Isn't getting a little ahead of ourselves to consider second tiered memes as anything other then a small subculture?

S.

  latitudarian : wide-eyed student

Re: Integral Spiritual Maps

latitudarian said Aug 22, 2006, 1:06 PM:

 

I think that the healthy green worldview will be held by the average American within in a few generations. The speed of our evolution of consciousness is accelerating. Were coming so close to a time when, stated in What is Enlightenment, the children will be tested in the integral theory as part of the standard education. I must be a little impatient these days with all this kool integral stuff going on and the majority still in the not in the loop about our next step in spiritual evolution.

  Drake : Philosopher

Re: Integral Spiritual Maps

Drake said Aug 23, 2006, 7:05 AM:

 

Centaur, you are absolutely right that progress is not really very linear but messy and organic. The nice and tidy maps that are generated are definetly graphics meant to illustrate as oppossed to photographs of progression. I am however, not sure that I would agree if the instuition of Marxism is a Green development. I think that the fact that Marxism focuses so much on the loyalty to the state the inherent nationalism seems to take it back down to blue. I think Marx's original points in the communist manifesto may have originally steamed from a Green outlook but the instuitions that ended up embodying his ideas seemed to regress more then progress.

Namaste

  les : Gaia Child

Re: Integral Spiritual Maps

les said Jan 1, 2007, 12:29 AM:

 

this is related to the issue of linear/nonlinear maps…

Each level (stage, chakra, meme, need, etc) already exists. It is our conscious awareness of each level that evolves/develops/changes. That is to say, the oak exists within the acorn. A seed develops into a tree but the code is inherent. Each level is the holographic progression/development of the original code.

(Like musical variations on a theme. The notes are all there. You may or may not be using all of them. Maybe your hearing is such that you can only hear a certain range of sounds. ((Or maybe you can hear all the notes but you play an instrument and you like to use the same three over and over or you have a handicap that impedes your ability to play. Or maybe you are simply just a beginner who is still learning how to play.)) The point is that the notes already exist. It is a person’s awareness of the notes ((and subsequent ability to use them)) that determines the quality, range, complexity of the sound that is heard ((or created)).) (The ability to use something is really an interactive awareness as opposed to an observational awareness.)

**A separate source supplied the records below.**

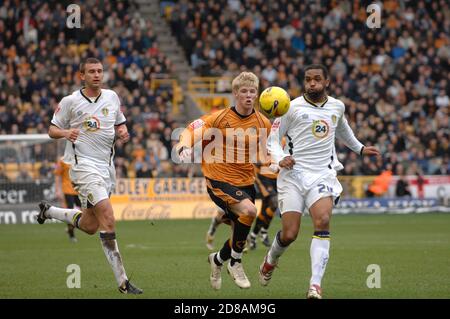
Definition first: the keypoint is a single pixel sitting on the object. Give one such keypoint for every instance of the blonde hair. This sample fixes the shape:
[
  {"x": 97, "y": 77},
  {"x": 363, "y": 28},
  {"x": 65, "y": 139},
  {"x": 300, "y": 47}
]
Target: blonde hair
[{"x": 245, "y": 79}]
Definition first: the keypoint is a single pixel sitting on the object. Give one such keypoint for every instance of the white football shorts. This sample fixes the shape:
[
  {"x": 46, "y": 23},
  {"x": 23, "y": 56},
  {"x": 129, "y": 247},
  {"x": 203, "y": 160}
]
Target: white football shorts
[
  {"x": 298, "y": 191},
  {"x": 92, "y": 181}
]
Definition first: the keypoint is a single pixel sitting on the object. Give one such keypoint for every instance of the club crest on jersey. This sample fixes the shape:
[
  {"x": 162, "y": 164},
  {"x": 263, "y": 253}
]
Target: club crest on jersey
[
  {"x": 334, "y": 119},
  {"x": 320, "y": 128},
  {"x": 105, "y": 111},
  {"x": 91, "y": 124}
]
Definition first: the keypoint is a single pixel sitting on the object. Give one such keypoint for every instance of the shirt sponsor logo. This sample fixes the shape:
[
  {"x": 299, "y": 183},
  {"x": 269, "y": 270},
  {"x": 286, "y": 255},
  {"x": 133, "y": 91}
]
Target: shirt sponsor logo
[
  {"x": 196, "y": 124},
  {"x": 105, "y": 111},
  {"x": 334, "y": 119},
  {"x": 276, "y": 125},
  {"x": 91, "y": 124}
]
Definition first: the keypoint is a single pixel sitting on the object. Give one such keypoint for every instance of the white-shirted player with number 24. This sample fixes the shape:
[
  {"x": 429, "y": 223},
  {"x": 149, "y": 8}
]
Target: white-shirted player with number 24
[
  {"x": 308, "y": 165},
  {"x": 90, "y": 119}
]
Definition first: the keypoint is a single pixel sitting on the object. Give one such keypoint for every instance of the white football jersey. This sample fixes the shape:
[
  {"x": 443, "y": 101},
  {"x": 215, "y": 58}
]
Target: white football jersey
[
  {"x": 96, "y": 119},
  {"x": 310, "y": 132}
]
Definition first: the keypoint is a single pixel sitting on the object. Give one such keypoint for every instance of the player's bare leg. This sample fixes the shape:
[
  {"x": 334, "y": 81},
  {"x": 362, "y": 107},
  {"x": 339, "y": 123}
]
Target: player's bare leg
[
  {"x": 290, "y": 228},
  {"x": 263, "y": 220},
  {"x": 85, "y": 221},
  {"x": 216, "y": 220},
  {"x": 320, "y": 213},
  {"x": 105, "y": 216}
]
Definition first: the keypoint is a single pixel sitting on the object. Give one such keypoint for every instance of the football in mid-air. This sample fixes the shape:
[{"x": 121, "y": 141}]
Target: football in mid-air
[{"x": 274, "y": 101}]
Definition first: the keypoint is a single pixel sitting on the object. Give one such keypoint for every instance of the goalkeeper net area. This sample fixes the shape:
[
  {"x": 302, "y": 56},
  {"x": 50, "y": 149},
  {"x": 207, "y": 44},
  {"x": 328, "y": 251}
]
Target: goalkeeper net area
[{"x": 27, "y": 164}]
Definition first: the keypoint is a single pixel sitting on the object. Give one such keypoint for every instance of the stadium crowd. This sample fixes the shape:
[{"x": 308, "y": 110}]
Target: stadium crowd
[
  {"x": 39, "y": 59},
  {"x": 394, "y": 80}
]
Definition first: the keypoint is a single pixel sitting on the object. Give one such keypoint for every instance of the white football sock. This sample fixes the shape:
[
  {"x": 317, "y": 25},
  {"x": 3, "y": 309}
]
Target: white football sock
[
  {"x": 63, "y": 214},
  {"x": 276, "y": 250},
  {"x": 113, "y": 256},
  {"x": 236, "y": 255},
  {"x": 320, "y": 247}
]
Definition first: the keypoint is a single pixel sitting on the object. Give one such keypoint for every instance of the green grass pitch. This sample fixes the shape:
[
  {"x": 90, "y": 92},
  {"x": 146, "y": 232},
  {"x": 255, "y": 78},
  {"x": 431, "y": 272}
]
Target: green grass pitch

Imagine each level on a vertical grid. In terms of a spiral/chakra/hierarchy of needs grid, (1) beige/root/survival >>> (2) purple/sacral/security >>> etc (or whatever map you prefer). If you imagine a mature tree on this grid, you could say that the root system corresponds to the first level, the base to the second level, the trunk to the third level, the main branches to the fourth, leaves to the fifth, fruit to the sixth.

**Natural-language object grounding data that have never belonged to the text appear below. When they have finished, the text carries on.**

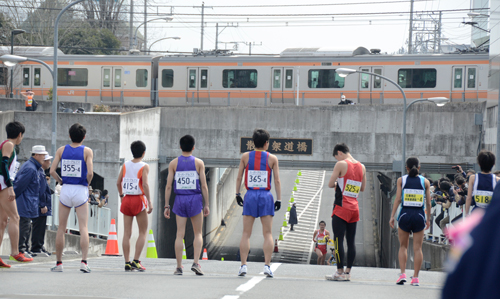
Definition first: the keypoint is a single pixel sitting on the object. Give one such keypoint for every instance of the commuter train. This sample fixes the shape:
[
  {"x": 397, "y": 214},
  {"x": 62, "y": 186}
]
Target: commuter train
[{"x": 295, "y": 77}]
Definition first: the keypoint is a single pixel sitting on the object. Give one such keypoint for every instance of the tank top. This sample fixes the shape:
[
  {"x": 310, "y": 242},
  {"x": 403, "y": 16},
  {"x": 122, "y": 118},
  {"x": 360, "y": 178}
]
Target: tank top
[
  {"x": 132, "y": 178},
  {"x": 349, "y": 186},
  {"x": 258, "y": 173},
  {"x": 484, "y": 184},
  {"x": 13, "y": 165},
  {"x": 73, "y": 166},
  {"x": 320, "y": 238},
  {"x": 29, "y": 101},
  {"x": 187, "y": 178},
  {"x": 413, "y": 192}
]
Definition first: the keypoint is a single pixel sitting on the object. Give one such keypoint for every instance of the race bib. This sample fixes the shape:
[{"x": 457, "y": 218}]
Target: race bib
[
  {"x": 352, "y": 188},
  {"x": 257, "y": 179},
  {"x": 483, "y": 198},
  {"x": 130, "y": 186},
  {"x": 14, "y": 169},
  {"x": 71, "y": 168},
  {"x": 413, "y": 198},
  {"x": 186, "y": 180}
]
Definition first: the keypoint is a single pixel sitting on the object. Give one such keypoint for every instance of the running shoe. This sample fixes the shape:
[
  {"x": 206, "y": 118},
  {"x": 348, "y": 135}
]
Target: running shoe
[
  {"x": 137, "y": 266},
  {"x": 84, "y": 268},
  {"x": 414, "y": 281},
  {"x": 268, "y": 272},
  {"x": 128, "y": 267},
  {"x": 20, "y": 258},
  {"x": 178, "y": 271},
  {"x": 243, "y": 270},
  {"x": 3, "y": 265},
  {"x": 57, "y": 268},
  {"x": 196, "y": 268},
  {"x": 401, "y": 279},
  {"x": 336, "y": 277}
]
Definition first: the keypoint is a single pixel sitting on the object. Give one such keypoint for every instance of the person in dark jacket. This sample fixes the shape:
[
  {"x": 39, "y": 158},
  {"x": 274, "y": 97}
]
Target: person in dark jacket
[
  {"x": 40, "y": 223},
  {"x": 293, "y": 216},
  {"x": 27, "y": 189}
]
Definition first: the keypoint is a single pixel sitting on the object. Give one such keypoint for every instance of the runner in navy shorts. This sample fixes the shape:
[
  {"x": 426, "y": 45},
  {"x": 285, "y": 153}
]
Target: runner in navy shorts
[{"x": 258, "y": 166}]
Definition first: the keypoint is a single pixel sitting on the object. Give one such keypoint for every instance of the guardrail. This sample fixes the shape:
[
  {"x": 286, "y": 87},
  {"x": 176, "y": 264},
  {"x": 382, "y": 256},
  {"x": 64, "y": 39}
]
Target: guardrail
[{"x": 99, "y": 218}]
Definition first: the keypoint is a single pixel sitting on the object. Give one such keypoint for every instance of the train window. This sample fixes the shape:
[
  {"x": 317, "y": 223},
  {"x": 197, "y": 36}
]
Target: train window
[
  {"x": 325, "y": 79},
  {"x": 141, "y": 78},
  {"x": 118, "y": 78},
  {"x": 72, "y": 77},
  {"x": 239, "y": 78},
  {"x": 204, "y": 78},
  {"x": 192, "y": 78},
  {"x": 417, "y": 78},
  {"x": 26, "y": 76},
  {"x": 3, "y": 75},
  {"x": 289, "y": 79},
  {"x": 38, "y": 76},
  {"x": 471, "y": 77},
  {"x": 167, "y": 78},
  {"x": 457, "y": 78}
]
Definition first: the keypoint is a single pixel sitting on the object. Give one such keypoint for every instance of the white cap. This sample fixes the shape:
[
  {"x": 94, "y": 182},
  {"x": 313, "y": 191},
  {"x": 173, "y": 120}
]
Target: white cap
[{"x": 39, "y": 150}]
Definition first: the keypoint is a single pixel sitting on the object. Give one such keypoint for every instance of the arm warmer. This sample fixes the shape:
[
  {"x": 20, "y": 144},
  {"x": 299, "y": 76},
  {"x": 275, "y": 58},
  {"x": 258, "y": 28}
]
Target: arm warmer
[{"x": 5, "y": 171}]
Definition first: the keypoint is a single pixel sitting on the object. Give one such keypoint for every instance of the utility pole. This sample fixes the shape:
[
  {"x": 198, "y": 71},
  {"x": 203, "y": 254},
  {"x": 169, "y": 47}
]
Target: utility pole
[
  {"x": 131, "y": 31},
  {"x": 145, "y": 25},
  {"x": 410, "y": 43}
]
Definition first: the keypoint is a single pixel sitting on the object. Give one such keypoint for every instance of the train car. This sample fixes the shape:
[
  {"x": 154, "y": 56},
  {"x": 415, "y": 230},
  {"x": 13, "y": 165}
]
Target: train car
[
  {"x": 308, "y": 77},
  {"x": 295, "y": 77}
]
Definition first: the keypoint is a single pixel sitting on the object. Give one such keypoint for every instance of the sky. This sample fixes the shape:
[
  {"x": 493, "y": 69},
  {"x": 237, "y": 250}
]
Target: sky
[{"x": 335, "y": 24}]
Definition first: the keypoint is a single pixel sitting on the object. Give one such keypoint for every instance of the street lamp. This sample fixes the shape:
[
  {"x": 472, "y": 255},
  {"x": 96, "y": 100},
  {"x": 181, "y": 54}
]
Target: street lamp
[
  {"x": 174, "y": 37},
  {"x": 167, "y": 19},
  {"x": 439, "y": 101},
  {"x": 12, "y": 33}
]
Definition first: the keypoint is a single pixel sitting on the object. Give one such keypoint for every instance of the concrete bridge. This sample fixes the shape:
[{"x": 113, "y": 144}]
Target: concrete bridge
[{"x": 439, "y": 136}]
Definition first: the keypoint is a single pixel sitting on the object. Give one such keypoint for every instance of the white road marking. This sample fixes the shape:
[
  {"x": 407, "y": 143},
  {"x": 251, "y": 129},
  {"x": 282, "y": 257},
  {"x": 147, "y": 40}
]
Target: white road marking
[{"x": 251, "y": 283}]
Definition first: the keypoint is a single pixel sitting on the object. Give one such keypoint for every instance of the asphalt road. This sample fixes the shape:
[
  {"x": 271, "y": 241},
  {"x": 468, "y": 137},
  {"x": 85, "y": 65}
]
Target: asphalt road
[{"x": 108, "y": 280}]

Then imagine the growth process of a seed into a tree on the same grid. At one foot tall the tree is still in the second purple/sacral/security level (the pre-sprouting phase having been the first beige/root/survival level). But within that level are also the formative levels of a mature tree. If you took a picture of a young tree and a mature tree then made the pictures the same size, you can compare the development of the root system, the trunk, the leaves.

Our personal development is the same process. We view it as a primarily upward growth process, but it is also outward (e.g. branches, leaves, fruit), inward (photosynthesis), and downward (?) (root systems).

Tree analogies aside, the most important implication of this developmental perspective is that because (A) in a sense each level already exists, then (B) while our *conscious* awareness is at a particular level, how we answer/embody/satisfy the questions/energy/needs of that level affects the continual *unconscious* development of subsequent and previous levels.

…This is my understanding. Or at least this is the map that I am using at the moment.